Jesus left Gennesaret and withdrew to the region of Tyre and Sidon. Then out came a Canaanite woman from that district and started shouting, ‘Sir, Son of David, take pity on me. My daughter is tormented by a devil.’ But he answered her not a word. And his disciples went and pleaded with him. ‘Give her what she wants,’ they said ‘because she is shouting after us.’ He said in reply, ‘I was sent only to the lost sheep of the House of Israel.’ But the woman had come up and was kneeling at his feet. ‘Lord,’ she said ‘help me.’ He replied, ‘It is not fair to take the children’s food and throw it to the house-dogs.’ She retorted, ‘Ah yes, sir; but even house-dogs can eat the scraps that fall from their master’s table.’ Then Jesus answered her, ‘Woman, you have great faith. Let your wish be granted.’ And from that moment her daughter was well again.
When Jesus engages with someone in need, he draws out of them a revelation of some aspect of their personality and evidence of their need. In this way every encounter becomes a teaching situation for the disciples as well as the person involved.
Jesus’ first response to the Canaanite woman appeared to be a refusal of her request, but she demonstrated an assertive persistence which would have been hard for any woman to do publicly in those times. Her persistence and desperation were evidence of her deep love for her daughter, as was the risk she took in engaging in dialogue with Jesus on equal terms.
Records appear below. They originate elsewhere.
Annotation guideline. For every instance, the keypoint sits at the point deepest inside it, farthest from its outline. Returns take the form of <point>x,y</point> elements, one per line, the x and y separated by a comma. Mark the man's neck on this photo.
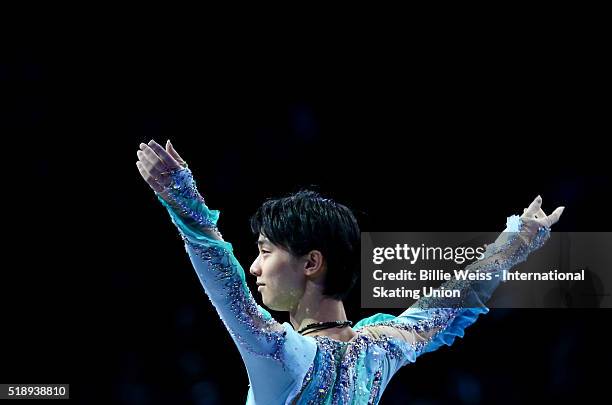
<point>313,308</point>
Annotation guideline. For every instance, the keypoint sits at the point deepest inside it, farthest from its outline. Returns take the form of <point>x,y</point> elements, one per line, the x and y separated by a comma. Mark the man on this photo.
<point>307,263</point>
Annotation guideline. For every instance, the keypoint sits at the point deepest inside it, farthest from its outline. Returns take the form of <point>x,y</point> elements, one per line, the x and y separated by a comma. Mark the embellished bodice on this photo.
<point>285,367</point>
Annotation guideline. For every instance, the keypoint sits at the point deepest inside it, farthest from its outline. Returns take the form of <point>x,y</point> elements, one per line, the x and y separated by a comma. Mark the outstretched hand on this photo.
<point>155,164</point>
<point>534,217</point>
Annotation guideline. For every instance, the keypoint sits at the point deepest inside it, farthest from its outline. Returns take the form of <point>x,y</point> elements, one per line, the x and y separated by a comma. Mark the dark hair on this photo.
<point>306,221</point>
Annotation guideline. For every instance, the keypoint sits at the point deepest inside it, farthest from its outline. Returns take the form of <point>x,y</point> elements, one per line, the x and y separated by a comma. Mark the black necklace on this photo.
<point>317,326</point>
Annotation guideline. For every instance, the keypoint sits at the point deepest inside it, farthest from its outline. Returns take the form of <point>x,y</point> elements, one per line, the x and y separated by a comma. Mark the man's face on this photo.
<point>281,275</point>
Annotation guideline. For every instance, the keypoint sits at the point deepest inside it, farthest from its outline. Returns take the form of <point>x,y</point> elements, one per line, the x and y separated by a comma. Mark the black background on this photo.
<point>98,291</point>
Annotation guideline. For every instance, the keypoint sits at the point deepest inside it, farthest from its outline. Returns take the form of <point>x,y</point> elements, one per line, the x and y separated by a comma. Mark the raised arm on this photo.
<point>269,349</point>
<point>435,321</point>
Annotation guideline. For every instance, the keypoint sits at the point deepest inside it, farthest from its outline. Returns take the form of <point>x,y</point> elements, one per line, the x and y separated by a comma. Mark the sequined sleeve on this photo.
<point>433,322</point>
<point>271,351</point>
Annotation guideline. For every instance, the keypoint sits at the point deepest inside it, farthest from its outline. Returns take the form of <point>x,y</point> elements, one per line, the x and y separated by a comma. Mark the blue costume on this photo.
<point>285,367</point>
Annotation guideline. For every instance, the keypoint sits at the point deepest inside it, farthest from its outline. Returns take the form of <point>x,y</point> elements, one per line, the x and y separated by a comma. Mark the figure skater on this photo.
<point>308,261</point>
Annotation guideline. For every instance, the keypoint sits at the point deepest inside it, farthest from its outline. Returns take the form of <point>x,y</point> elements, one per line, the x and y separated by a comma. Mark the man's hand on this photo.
<point>534,217</point>
<point>155,163</point>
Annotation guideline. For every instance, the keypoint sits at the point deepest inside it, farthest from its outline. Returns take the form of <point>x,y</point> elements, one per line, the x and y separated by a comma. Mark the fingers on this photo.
<point>554,217</point>
<point>164,156</point>
<point>535,213</point>
<point>155,168</point>
<point>170,149</point>
<point>149,178</point>
<point>540,214</point>
<point>533,208</point>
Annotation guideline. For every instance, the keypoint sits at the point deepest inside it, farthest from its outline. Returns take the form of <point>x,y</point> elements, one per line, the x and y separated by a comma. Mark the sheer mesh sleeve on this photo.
<point>436,321</point>
<point>271,351</point>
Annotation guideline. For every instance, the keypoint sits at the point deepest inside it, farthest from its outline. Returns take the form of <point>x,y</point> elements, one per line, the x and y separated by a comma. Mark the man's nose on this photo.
<point>255,269</point>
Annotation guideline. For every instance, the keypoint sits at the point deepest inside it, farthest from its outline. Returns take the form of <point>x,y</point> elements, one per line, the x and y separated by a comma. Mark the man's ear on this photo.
<point>314,263</point>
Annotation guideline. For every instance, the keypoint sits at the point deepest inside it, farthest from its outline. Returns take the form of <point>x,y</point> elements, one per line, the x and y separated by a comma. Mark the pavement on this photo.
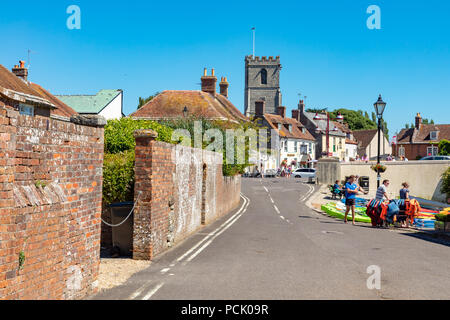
<point>275,246</point>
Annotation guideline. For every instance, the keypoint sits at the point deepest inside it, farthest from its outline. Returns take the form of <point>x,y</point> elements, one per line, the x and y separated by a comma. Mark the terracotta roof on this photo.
<point>364,136</point>
<point>274,119</point>
<point>422,135</point>
<point>61,108</point>
<point>170,105</point>
<point>348,141</point>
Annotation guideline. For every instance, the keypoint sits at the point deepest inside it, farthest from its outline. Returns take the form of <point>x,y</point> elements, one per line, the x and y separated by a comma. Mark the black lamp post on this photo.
<point>379,109</point>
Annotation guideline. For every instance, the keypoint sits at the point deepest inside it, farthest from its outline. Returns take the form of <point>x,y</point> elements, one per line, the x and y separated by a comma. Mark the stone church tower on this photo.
<point>262,82</point>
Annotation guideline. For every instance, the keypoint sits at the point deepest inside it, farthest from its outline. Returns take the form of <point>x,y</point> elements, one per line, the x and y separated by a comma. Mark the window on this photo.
<point>433,135</point>
<point>26,109</point>
<point>304,149</point>
<point>263,76</point>
<point>432,151</point>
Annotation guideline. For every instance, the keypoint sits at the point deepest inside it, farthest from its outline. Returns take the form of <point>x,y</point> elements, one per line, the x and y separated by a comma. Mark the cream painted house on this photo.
<point>368,143</point>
In effect the Canaanite woman said to Jesus: “What I am asking is nothing to you but everything to me”. Jesus could have stayed with his position that he was “sent only to the lost sheep of Israel” but her need and her desperation gave him the opportunity to transcend the ethnic barriers of his time (a lesson in itself) and to respond with generosity.
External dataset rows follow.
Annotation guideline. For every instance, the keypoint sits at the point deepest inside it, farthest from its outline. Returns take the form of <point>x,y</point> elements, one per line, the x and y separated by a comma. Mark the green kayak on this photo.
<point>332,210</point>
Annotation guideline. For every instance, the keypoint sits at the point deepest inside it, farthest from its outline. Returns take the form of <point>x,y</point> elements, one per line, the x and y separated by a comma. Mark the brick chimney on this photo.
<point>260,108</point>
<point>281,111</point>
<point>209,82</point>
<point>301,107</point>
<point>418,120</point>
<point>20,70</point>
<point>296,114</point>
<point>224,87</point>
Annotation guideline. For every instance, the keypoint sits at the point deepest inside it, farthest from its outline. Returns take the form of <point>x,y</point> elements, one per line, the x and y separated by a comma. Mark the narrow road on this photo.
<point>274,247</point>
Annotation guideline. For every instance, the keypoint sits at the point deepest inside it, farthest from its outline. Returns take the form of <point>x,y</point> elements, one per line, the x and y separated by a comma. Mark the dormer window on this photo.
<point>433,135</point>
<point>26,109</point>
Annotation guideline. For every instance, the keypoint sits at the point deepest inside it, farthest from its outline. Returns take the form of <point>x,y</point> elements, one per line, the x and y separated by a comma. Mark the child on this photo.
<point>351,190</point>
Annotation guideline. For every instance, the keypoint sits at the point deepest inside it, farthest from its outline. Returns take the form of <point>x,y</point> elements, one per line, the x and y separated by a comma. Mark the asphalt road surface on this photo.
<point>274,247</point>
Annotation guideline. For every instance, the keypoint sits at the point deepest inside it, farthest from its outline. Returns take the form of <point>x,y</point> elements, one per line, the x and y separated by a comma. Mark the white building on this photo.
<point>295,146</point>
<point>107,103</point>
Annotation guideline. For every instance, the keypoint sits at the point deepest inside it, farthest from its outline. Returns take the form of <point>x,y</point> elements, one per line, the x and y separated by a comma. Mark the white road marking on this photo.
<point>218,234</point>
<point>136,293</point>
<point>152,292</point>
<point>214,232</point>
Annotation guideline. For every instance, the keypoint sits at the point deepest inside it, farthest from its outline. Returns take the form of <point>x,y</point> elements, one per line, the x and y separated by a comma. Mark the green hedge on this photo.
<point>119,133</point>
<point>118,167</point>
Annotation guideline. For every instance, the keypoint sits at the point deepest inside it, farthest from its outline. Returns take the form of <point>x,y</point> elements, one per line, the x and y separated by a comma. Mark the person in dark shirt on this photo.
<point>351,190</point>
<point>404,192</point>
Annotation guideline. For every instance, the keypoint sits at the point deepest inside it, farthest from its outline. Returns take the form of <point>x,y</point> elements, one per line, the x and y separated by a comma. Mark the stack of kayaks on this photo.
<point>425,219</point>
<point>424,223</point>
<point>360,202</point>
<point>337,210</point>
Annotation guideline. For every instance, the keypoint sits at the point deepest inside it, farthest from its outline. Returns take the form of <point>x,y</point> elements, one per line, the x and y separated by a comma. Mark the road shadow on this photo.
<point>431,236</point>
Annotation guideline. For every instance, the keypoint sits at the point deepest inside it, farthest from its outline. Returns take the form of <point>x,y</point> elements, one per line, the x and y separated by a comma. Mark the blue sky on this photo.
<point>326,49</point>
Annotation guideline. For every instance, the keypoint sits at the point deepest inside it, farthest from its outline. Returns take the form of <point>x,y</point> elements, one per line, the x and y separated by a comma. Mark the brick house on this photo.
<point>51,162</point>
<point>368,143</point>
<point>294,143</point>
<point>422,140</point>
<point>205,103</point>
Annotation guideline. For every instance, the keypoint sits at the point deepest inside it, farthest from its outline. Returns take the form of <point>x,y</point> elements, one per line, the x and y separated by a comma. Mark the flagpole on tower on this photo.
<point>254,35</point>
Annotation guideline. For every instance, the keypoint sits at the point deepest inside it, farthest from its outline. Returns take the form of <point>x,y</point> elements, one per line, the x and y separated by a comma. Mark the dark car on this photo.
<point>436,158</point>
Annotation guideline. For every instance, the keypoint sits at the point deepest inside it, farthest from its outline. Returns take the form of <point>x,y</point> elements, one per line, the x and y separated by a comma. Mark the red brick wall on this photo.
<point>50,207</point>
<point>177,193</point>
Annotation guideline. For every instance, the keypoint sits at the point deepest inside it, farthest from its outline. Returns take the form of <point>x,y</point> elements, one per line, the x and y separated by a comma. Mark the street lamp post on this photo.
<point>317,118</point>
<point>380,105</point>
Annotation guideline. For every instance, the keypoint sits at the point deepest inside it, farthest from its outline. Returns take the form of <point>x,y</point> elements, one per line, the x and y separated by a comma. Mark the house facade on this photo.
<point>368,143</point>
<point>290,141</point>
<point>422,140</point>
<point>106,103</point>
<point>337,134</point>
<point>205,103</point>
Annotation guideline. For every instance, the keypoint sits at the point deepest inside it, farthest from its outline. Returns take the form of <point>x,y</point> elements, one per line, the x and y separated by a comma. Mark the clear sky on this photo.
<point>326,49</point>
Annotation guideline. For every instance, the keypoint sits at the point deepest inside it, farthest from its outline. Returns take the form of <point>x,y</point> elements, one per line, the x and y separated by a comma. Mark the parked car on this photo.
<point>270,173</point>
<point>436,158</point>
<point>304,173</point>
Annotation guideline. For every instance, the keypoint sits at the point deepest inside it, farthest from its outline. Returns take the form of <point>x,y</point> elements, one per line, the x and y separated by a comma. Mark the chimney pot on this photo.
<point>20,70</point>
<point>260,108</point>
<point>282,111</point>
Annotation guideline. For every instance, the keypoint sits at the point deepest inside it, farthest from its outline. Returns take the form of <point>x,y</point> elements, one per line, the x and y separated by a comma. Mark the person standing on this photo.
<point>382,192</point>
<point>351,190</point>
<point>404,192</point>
We are sometimes exhorted to “give until it hurts” to help those in need. In this episode the Canaanite woman provides a different perspective on generosity. We have so many things that we can give others which cost us almost nothing, and yet may be everything to them – praise for person anxious about their work; a hug for a scared child; our presence at an event; support for a grieving person; engaging in conversation with a newly arrived migrant; even the purchase of a chocolate bar from a child who is fundraising.
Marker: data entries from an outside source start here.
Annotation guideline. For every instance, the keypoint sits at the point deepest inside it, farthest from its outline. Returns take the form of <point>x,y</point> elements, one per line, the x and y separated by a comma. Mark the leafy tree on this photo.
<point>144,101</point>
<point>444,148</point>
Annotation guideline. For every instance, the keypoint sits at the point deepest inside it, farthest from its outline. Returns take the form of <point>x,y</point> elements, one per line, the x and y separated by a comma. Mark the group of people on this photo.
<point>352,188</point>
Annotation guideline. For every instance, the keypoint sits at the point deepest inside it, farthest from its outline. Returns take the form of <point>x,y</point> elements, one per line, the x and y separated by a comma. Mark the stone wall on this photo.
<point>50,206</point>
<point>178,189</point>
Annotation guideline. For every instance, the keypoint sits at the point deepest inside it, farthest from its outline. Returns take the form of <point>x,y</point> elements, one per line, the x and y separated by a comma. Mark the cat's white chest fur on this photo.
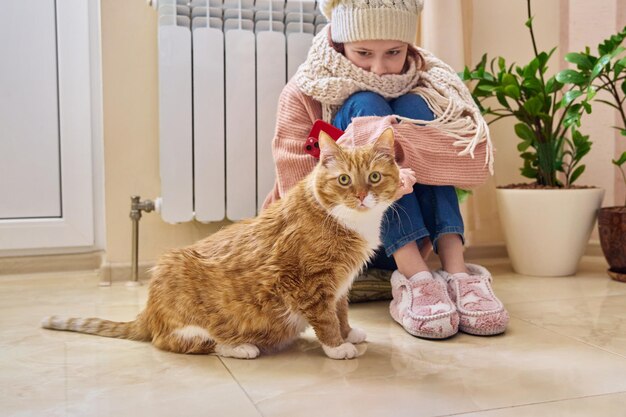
<point>365,223</point>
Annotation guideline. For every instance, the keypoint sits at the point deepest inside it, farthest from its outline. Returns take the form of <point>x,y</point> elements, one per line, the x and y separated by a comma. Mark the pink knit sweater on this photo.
<point>425,150</point>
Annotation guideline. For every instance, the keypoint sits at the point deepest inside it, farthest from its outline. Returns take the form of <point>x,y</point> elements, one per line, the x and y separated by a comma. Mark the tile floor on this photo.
<point>564,354</point>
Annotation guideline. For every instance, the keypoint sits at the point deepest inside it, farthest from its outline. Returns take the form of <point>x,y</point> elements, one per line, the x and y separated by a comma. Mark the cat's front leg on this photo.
<point>349,334</point>
<point>322,316</point>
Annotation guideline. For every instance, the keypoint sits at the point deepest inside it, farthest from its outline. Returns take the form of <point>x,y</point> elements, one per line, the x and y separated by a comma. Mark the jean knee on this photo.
<point>412,106</point>
<point>360,104</point>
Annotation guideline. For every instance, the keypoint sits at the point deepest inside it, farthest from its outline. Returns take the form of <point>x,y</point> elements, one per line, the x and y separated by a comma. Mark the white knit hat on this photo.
<point>362,20</point>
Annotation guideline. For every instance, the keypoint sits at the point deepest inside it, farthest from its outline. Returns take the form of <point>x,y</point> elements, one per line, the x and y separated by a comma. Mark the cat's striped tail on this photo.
<point>133,330</point>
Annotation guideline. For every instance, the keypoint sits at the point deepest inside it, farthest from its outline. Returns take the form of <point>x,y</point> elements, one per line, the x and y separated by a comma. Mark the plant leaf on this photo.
<point>577,173</point>
<point>582,61</point>
<point>599,67</point>
<point>620,161</point>
<point>570,96</point>
<point>570,76</point>
<point>524,132</point>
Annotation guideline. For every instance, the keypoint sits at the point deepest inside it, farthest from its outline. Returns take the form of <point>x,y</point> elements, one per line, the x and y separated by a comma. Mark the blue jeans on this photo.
<point>429,211</point>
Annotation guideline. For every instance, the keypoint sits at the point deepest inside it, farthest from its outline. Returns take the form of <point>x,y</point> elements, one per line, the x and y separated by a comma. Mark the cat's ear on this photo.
<point>329,150</point>
<point>384,143</point>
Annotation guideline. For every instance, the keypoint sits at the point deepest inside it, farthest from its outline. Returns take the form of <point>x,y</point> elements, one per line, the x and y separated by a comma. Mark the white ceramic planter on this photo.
<point>547,231</point>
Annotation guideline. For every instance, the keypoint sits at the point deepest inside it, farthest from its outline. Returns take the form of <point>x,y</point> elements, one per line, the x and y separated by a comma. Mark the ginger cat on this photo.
<point>255,285</point>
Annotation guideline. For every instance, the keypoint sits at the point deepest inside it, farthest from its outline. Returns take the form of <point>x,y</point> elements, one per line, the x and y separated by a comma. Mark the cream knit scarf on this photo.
<point>330,78</point>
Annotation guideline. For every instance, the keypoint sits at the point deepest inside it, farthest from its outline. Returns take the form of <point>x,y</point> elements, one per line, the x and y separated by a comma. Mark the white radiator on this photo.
<point>222,66</point>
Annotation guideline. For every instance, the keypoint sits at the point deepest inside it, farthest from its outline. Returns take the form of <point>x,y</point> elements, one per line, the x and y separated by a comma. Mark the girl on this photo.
<point>363,74</point>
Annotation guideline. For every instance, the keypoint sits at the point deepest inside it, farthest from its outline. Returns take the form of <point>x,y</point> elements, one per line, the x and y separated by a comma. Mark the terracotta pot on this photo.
<point>612,228</point>
<point>547,231</point>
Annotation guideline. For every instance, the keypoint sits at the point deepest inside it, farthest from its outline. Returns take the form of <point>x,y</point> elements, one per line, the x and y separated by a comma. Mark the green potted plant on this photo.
<point>606,72</point>
<point>547,222</point>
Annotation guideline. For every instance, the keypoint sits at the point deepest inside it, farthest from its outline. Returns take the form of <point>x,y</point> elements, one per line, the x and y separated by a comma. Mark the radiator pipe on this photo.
<point>136,207</point>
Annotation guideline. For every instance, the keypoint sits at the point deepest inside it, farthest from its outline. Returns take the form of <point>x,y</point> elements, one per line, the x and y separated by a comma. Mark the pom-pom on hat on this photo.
<point>363,20</point>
Going past our prejudices and suspicions to give a coin to a person with a homeless sign on our streets can be a personal “generosity test” for us. We are not used to people begging, and they are now appearing in our cities with increasing frequency. Are they the Canaanite women of our times, seeking something which is not much to us but everything to them?
Who are the Canaanite women in our lives?